Tuesday, March 8, 2011

Everyone Is Friggin Pregnant...

dress: F21; tights: Hue via Macy's; boots: Steve Madden (Nettle); jewelry: I made; belt: Kohl's
I’m feeling a bit down today and the reason I’m feeling down? Everyone is PREGNANT! Bloggers I follow, cousins, friends….when’s it gonna be my turn?! *pushed out bottom lip* I never thought I would be saying that. I always thought I was going to be a “if we get pregnant, we get pregnant” now that I actually want to I have absolutely no patience! “It could take up to a year” my doctor said – oh hell no! If it takes a year, I’m gonna end up eating a whole gallon of ice cream per week. I’m totally eating my feelings as of late. I’m not gaining baby weight, just depression weight. My impatience is making my waistline grow. I knew I wasn’t going to be one of those ladies that got pregnant on the first try, nothing really plays out that easily in my life experience, but it still sucks. I stated that to myself as a defense mechanism so I wouldn’t be disappointed early on, well, it didn’t work… L Instead of tapping my foot while I wait, I'm stomping around like a buffalo. (A buffalo in a blue floral dress no less.)
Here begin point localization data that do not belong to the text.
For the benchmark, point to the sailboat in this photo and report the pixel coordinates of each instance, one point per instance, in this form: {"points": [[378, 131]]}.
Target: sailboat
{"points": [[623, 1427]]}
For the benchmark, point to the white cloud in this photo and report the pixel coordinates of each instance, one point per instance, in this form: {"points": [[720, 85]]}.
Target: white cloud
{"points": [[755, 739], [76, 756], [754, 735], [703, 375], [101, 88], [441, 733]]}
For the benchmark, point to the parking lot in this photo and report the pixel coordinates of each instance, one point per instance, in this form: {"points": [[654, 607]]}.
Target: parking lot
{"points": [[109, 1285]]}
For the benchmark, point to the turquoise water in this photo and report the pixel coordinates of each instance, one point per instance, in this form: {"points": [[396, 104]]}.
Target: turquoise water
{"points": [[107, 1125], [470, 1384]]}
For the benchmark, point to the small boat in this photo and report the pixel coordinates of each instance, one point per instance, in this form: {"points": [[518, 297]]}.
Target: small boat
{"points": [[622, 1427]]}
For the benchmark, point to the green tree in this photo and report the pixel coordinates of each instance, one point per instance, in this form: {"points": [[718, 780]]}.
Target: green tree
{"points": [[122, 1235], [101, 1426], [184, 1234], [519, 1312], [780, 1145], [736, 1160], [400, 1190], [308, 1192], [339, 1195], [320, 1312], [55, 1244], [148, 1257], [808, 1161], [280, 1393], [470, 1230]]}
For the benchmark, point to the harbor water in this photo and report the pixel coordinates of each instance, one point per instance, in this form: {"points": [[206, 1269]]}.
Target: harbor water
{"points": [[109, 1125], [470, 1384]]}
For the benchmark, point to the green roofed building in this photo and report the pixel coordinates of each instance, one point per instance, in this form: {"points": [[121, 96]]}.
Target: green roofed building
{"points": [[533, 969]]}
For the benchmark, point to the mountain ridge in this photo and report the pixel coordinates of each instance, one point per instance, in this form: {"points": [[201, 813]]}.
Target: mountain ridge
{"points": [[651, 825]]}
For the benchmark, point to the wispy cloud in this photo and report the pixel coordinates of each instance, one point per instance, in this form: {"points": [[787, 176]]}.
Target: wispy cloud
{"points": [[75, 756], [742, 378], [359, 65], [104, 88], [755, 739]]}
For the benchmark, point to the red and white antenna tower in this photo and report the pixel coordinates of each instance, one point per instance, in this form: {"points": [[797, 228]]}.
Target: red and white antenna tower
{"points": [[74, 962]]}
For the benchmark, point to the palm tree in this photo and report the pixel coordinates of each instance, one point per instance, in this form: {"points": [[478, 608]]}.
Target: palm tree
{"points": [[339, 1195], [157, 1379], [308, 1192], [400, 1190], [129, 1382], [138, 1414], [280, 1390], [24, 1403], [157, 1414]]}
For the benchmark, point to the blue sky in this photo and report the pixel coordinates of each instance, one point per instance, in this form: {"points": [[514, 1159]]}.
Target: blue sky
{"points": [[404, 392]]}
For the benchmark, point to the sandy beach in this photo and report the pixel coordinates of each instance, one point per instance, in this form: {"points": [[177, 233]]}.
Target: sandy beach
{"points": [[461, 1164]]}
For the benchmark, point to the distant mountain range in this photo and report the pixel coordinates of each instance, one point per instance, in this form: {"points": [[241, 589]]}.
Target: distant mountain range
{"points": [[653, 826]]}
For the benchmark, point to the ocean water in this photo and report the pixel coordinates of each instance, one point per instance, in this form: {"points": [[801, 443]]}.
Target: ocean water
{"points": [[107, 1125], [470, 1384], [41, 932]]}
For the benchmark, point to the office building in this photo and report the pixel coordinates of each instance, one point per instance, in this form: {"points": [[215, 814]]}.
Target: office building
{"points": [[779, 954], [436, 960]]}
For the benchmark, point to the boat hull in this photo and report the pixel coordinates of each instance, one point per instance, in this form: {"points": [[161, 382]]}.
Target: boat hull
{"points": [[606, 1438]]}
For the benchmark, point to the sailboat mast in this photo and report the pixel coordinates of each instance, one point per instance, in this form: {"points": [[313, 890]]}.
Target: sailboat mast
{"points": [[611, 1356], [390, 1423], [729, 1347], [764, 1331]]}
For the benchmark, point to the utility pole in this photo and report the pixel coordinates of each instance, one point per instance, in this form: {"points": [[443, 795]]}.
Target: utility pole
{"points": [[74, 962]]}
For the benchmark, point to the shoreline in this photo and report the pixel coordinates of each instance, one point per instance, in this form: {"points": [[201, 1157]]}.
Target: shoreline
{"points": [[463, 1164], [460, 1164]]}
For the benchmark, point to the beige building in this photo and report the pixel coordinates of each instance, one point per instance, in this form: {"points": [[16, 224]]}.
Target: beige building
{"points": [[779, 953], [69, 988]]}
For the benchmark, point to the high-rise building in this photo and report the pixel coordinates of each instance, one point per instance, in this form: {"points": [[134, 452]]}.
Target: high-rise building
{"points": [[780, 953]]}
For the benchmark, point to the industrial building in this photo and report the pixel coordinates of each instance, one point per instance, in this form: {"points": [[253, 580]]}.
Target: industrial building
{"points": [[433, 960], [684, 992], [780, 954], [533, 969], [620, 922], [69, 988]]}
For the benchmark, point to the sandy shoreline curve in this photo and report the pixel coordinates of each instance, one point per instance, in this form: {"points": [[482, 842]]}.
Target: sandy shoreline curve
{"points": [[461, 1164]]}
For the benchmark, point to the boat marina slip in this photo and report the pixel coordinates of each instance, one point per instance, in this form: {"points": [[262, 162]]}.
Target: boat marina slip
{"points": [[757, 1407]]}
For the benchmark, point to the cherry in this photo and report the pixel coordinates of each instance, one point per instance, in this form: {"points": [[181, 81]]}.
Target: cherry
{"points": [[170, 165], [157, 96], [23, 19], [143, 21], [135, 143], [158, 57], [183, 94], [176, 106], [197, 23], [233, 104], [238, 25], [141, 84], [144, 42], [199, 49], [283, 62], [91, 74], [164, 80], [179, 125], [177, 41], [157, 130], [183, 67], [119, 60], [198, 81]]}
As a woman I’ve spent a ½ of my life avoiding pregnancy with preventatives. It seemed so easy to get pregnant if you were not, now that I want to, why isn’t it as easy as I thought it was going to be? Lame. And just when I actually start to believe “it’s totally fine, it’s going to happen. Don’t worry” I turn around and someone else is pregnant and I get down again. I’m having a hard time being unconditionally happy for these people with this oppressive want hanging over my head. I’m not an asshole, but it’s making me feel like one. I just need to be happy with the potential to have a baby and that we might meet that potential. Some people cannot have babies at all and I’m not there yet. I hope I don’t ever arrive there either. Life may require it, but for right now, I need to believe that won’t be an issue and be happy with possibilities.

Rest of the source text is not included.